Dengan dilengserkannya Sultan Boheyat, kemudian tahta kesultanan Ternate diisi oleh Tabariji. Ia adalah putra Ratu Nukila dari perkawinannya yang kedua dengan pria bernama Pati Sarangi. Tetapi pemerintahan yang dijalankan Tabariji juga hanya berjalan seumur jagung, ia dituduh terlibat permufakatan jahat terhadap kekuasaan Portugis di Ternate, sehingga bersama Ibunya Ratu Nukila ia ditangkap dan dibawa ke wilayah Goa, India untuk diberi pengadilan. Selama di Goa, Sultan Tabariji berhasil dibujuk oleh Portugis untuk menjadi seorang penganut Khatolik dan berganti nama dengan Don Manuel. Sedangkan, ibunya juga menempuh jalan yang sama, Sang mantan sultanah ini menjadi pemeluk Katolik dengan nama baptis, Donna Isabella. Begitupula dengan putri tiri Nukila atau anak dari suami keduanya, Pati Sarangi, yang juga ikut berpindah keyakinan, dibaptis dengan nama, Donna Catarina
Dengan konversi keyakinan yang dilakukan, maka Raja Muda Portugis membebaskan Tabariji dari segala tuduhan dan haknya atas tahta Ternate dipulihkan. Tabariji akan segera dikembalikan ke Ternate, bahkan Tabariji tidak segan-segan memproklamirkan bahwa Ternate adalah bagian Kerajaan Kristen Katolik Portugis. Selain itu, Tabariji juga menyerahkan Pulau Ambon dan pulau-pulau sekitarnya antara Pulau Buru dan Pulau Seram kepada Portugis.

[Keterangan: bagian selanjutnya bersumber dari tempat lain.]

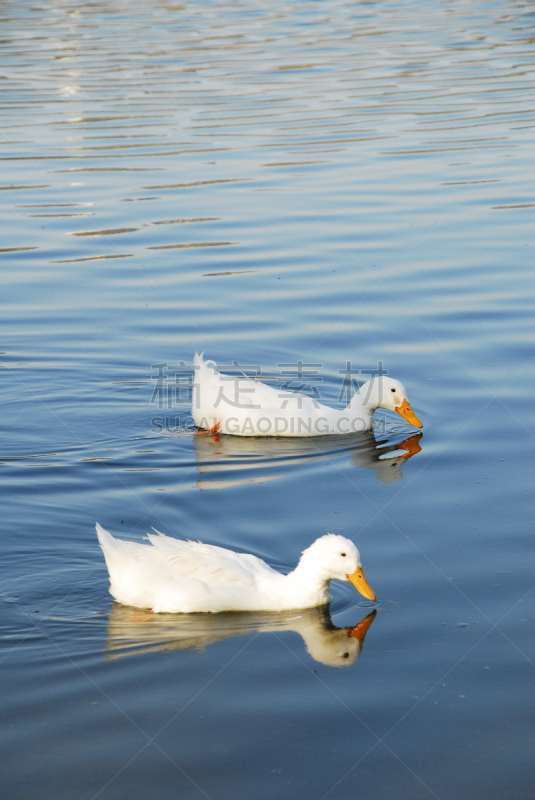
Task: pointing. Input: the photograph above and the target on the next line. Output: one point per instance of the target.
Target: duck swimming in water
(244, 407)
(170, 575)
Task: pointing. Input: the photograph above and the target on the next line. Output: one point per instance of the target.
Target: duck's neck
(309, 587)
(366, 397)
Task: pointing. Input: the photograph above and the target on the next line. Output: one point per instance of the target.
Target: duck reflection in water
(133, 631)
(234, 455)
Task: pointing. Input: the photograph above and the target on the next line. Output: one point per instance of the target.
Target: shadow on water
(133, 631)
(234, 455)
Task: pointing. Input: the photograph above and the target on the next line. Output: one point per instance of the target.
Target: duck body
(243, 407)
(171, 575)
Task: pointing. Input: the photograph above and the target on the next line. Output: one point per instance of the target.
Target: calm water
(317, 182)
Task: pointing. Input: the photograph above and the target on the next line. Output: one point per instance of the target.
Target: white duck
(244, 407)
(170, 575)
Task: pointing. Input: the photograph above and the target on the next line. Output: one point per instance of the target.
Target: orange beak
(361, 584)
(361, 628)
(407, 413)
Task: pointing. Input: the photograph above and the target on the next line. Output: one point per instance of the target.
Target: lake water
(346, 185)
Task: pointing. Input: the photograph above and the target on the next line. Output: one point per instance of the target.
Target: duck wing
(211, 564)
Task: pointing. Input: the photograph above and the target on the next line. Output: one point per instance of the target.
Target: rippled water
(332, 183)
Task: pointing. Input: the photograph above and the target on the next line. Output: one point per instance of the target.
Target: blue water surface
(347, 185)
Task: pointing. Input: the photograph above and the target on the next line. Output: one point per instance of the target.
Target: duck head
(334, 556)
(384, 392)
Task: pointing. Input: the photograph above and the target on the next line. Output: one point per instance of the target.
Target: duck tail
(109, 545)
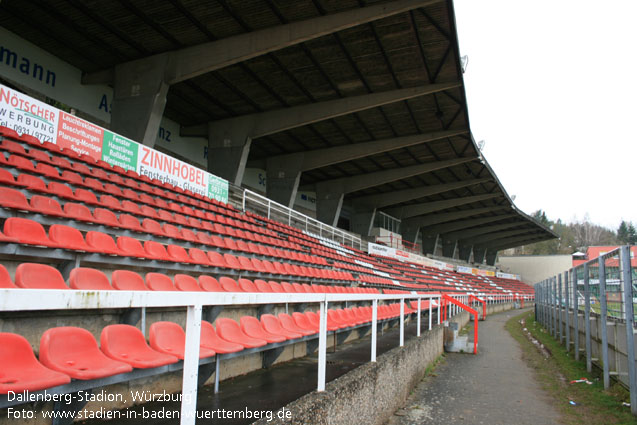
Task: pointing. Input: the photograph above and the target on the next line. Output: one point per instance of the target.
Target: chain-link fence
(591, 309)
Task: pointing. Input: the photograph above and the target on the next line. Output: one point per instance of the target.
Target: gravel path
(494, 387)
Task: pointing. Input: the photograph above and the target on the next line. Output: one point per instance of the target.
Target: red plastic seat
(159, 282)
(178, 254)
(288, 323)
(61, 162)
(21, 163)
(302, 321)
(210, 339)
(78, 212)
(11, 198)
(74, 351)
(229, 285)
(127, 344)
(247, 285)
(19, 369)
(198, 256)
(89, 279)
(131, 247)
(272, 324)
(126, 280)
(68, 238)
(253, 328)
(102, 243)
(156, 251)
(210, 284)
(38, 276)
(262, 286)
(217, 260)
(46, 205)
(86, 196)
(229, 330)
(27, 232)
(5, 281)
(33, 183)
(184, 282)
(170, 338)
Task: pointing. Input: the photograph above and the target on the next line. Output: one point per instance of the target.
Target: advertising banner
(26, 115)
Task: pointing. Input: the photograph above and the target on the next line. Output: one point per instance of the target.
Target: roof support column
(491, 256)
(478, 254)
(464, 252)
(228, 150)
(429, 244)
(329, 201)
(283, 176)
(139, 99)
(448, 247)
(362, 221)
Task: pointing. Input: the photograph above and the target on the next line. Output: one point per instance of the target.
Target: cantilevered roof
(364, 154)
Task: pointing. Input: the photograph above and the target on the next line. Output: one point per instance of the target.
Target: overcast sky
(552, 89)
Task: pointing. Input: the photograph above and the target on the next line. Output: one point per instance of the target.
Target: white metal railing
(257, 203)
(50, 299)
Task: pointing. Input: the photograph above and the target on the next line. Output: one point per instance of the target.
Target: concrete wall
(372, 392)
(534, 268)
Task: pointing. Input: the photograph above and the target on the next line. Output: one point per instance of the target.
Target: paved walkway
(494, 387)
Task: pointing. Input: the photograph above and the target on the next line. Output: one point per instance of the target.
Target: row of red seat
(69, 160)
(26, 231)
(14, 199)
(72, 353)
(42, 276)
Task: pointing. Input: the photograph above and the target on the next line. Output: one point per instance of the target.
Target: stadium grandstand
(253, 181)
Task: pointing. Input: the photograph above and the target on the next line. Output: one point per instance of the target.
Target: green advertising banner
(118, 150)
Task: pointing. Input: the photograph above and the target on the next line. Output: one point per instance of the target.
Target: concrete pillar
(448, 247)
(329, 201)
(464, 252)
(362, 221)
(228, 150)
(283, 177)
(429, 243)
(491, 257)
(139, 99)
(478, 254)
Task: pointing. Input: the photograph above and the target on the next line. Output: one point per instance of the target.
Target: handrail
(484, 304)
(471, 311)
(54, 299)
(293, 218)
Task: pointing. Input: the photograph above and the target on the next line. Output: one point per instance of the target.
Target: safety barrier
(594, 302)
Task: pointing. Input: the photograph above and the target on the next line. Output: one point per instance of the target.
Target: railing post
(560, 331)
(568, 313)
(402, 322)
(576, 315)
(602, 316)
(418, 324)
(430, 311)
(587, 319)
(554, 306)
(191, 365)
(630, 318)
(322, 360)
(374, 327)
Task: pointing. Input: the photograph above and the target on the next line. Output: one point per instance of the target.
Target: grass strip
(593, 404)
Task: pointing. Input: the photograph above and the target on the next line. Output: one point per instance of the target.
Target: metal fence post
(630, 318)
(587, 319)
(568, 313)
(554, 302)
(560, 331)
(576, 315)
(603, 312)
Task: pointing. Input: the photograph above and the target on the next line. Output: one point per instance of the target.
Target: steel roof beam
(430, 207)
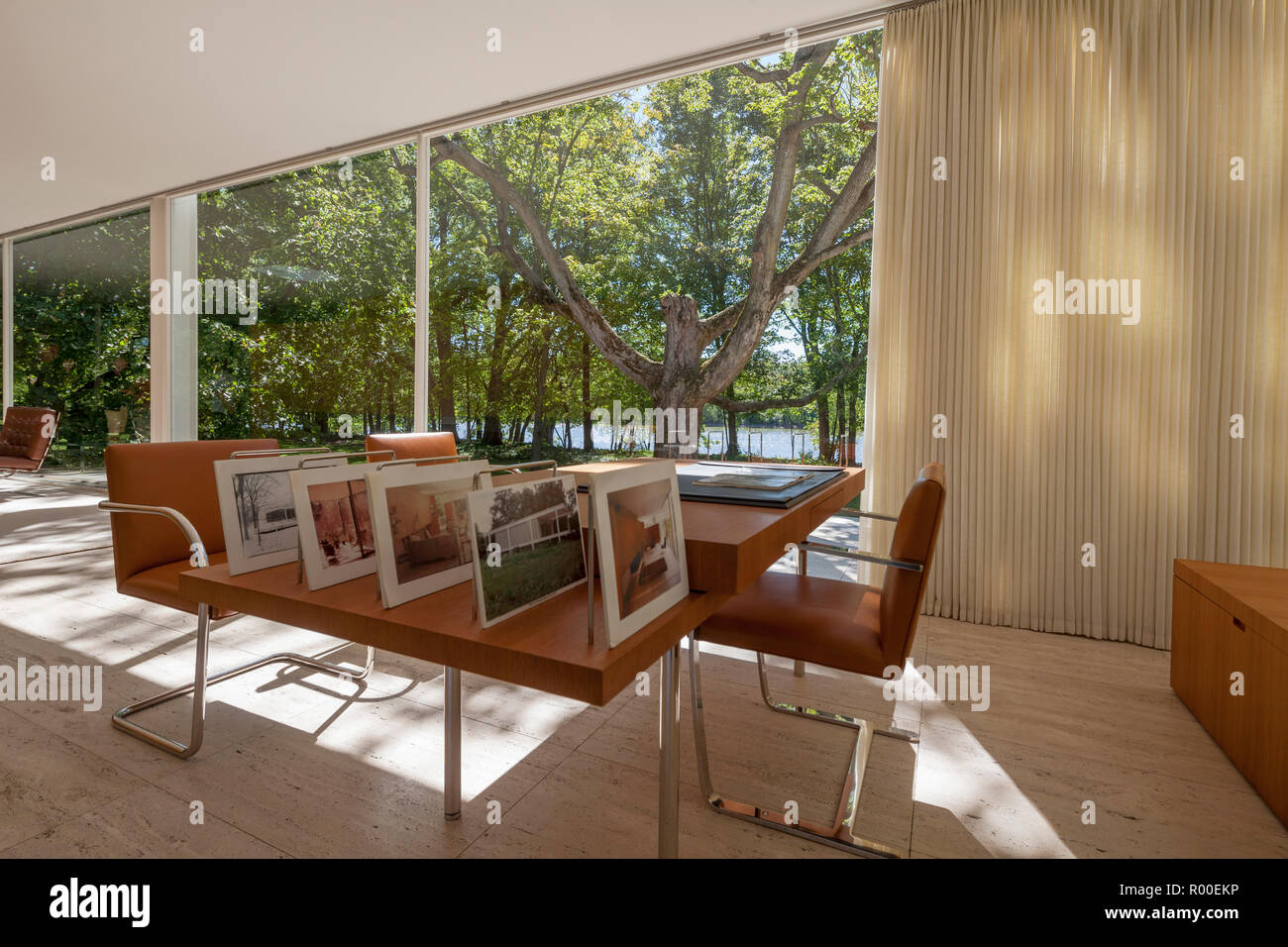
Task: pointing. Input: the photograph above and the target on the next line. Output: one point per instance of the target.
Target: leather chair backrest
(914, 536)
(25, 432)
(438, 444)
(179, 474)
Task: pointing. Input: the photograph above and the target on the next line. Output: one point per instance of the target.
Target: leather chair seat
(804, 618)
(160, 583)
(436, 444)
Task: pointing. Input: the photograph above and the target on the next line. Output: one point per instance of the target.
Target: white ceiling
(111, 90)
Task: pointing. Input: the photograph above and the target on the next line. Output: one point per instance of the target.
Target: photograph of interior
(1010, 274)
(643, 536)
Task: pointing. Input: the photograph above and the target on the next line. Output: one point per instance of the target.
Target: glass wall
(81, 322)
(626, 209)
(308, 302)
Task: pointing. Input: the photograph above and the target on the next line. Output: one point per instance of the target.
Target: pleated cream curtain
(1158, 155)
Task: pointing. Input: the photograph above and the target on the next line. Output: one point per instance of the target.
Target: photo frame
(527, 545)
(639, 535)
(420, 517)
(257, 508)
(334, 513)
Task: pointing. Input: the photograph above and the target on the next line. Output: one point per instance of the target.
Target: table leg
(669, 758)
(451, 744)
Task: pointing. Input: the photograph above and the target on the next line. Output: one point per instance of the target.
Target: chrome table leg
(451, 744)
(669, 758)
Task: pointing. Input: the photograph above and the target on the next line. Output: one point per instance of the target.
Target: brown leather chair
(436, 444)
(165, 521)
(844, 625)
(25, 438)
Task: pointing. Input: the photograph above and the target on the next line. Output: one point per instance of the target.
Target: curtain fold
(1083, 428)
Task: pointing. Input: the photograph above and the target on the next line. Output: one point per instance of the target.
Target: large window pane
(697, 244)
(331, 254)
(81, 322)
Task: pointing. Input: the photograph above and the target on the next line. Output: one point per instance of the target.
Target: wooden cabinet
(1231, 621)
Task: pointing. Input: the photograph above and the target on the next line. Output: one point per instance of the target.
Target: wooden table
(544, 647)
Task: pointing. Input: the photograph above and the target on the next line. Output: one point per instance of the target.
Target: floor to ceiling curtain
(1030, 153)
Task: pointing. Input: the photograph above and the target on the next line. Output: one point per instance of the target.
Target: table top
(546, 646)
(729, 547)
(1254, 594)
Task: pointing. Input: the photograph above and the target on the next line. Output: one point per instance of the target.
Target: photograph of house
(528, 544)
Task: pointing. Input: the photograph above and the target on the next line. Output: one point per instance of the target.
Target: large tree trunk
(841, 425)
(588, 436)
(446, 380)
(496, 376)
(854, 420)
(732, 449)
(824, 434)
(539, 408)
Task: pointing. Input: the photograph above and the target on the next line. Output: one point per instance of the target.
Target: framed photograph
(258, 510)
(334, 513)
(423, 527)
(527, 544)
(640, 541)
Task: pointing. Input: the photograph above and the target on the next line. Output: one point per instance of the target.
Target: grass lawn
(526, 577)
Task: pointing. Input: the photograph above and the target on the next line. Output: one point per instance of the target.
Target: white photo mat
(568, 525)
(353, 554)
(649, 495)
(429, 479)
(257, 508)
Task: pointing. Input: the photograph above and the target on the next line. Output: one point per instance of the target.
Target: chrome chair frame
(201, 678)
(841, 834)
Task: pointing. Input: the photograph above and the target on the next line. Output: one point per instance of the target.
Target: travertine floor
(299, 764)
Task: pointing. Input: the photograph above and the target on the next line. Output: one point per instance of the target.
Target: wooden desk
(1229, 618)
(544, 647)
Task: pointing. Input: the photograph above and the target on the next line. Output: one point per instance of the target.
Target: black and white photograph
(258, 512)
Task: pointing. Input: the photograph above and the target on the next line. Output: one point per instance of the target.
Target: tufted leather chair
(438, 444)
(149, 552)
(26, 437)
(165, 521)
(844, 625)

Rakyat Ternate ternyata menolak berita kedatangan Tabariji, hal ini dikarenakan ia tidak lagi seorang muslim. Bagi rakyat Ternate yang mayoritas beragama Islam, syarat ini mutlak dan tidak bisa ditawar lagi. Di samping itu, jabatan Tabariji sudah digantikan oleh Sultan Khairun. Namun rencana Portugis yang ingin menjadikan Ternate sebagai bagian dari Kerajaan Kristen Portugal melalui Tabariji ternyata gagal. Masalahnya, dalam perjalanan pulang dari Goa ke Ternate, tepatnya pada tanggal 30 Juni 1545, Tabariji mengalami sakit keras dan akhirnya tewas di Malaka.
Konflik politik antara Ternate dan Portugis ternyata tidak juga berhenti, didorong keinginannya untuk menguasai daerah itu, intrik-intrik dan drama politik berlanjut terus hingga mengalami titik puncaknya ketika Sultan Khairun dibunuh secara keji oleh Portugis di Ternate. Dari sinilah nantinya babak baru dibuka dan akan muncul sosok besar bernama Sultan Baabullah yang mampu mengusir Portugis dari tanah Ternate.
Penulis: Muh Sidiq HM
Editor: Tori Nuariza
Sumber:
Disarikan dari Jurnal Ilmiah : Darmawijaya dengan judul Tafsir Islami atas Perjuangan Sultan Khairun dalam Melawan Portugis di Kawasan Maluku Utara. (Sebuah Analisis Berdasarkan Teori Islam dan Teori Politik Kolonial Niccolo Machiavelli)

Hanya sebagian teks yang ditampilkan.